Yesterday, I nailed my first hard workout totally on my own in months. No coaches telling me what to do, no training partner with me. Just what I had put down on my plan and then me, by myself, executing it.
I wasn’t sure it was going to happen. Actually, I was sure it wasn’t going to happen. I pretty much knew for a fact that somewhere between the tempo miles and the descending 800s I simply wasn’t going to make the times. I 100% convinced myself that the last two 800s would be impossible. I was just going to do the best I could, but there was no way. No way.
Yet, I did. I even ran faster than that. Instead of the 3:04 I was aiming for, I ran a 2:59. So there.

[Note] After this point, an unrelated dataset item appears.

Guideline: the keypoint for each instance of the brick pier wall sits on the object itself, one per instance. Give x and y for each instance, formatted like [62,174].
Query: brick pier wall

Partially, there was no way it was going to be as bad as I was expecting it to be, so that made it easy to succeed. But, that’s a fine line to walk. Because, if you talk yourself too much down a hole then it’s hard to climb out of it. If you think it’s going to be impossible, then you might just quit before even trying. But, if you think it’ll be easy, if you’re sure you’ll nail it, then it’s also impossible to meet those expectations and you might just quit when it’s harder than you thought.
Before I headed out, I saw Mario had tweeted this and I was thinking about it some while I was running (particularly because I was doing a Mario workout from this time last year):
And yes, that is true. There is no one right answer. But, man, there are a lot of really wrong answers.
If you’re not a moron (and there are some people who like, yeah, you are definitely doing it all wrong), then the fear isn’t that you’ll mess everything up on any one given day. If you have a general basic concept of training down, then the worry isn’t that you aren’t doing the exact right thing this minute. That’s not how things go wrong. Things go wrong in slow, small, creeping steps until you get to the end and don’t know if it all adds up anymore.
That’s what erodes belief.
I don’t know how you believe. It would be great to just go around believing, believing in the face of overwhelming evidence and doubt. Wouldn’t that be awesome? But, I don’t know if that would work out for me well either. If I believed beyond question I was going to nail that workout yesterday, then when I started gasping and struggling I would have wondered what was wrong with me. I would have questioned why it was so hard. I might have bailed and then I would have added that to the list of workouts I have not succeeded in completely. I needed a little doubt in order to cement my belief.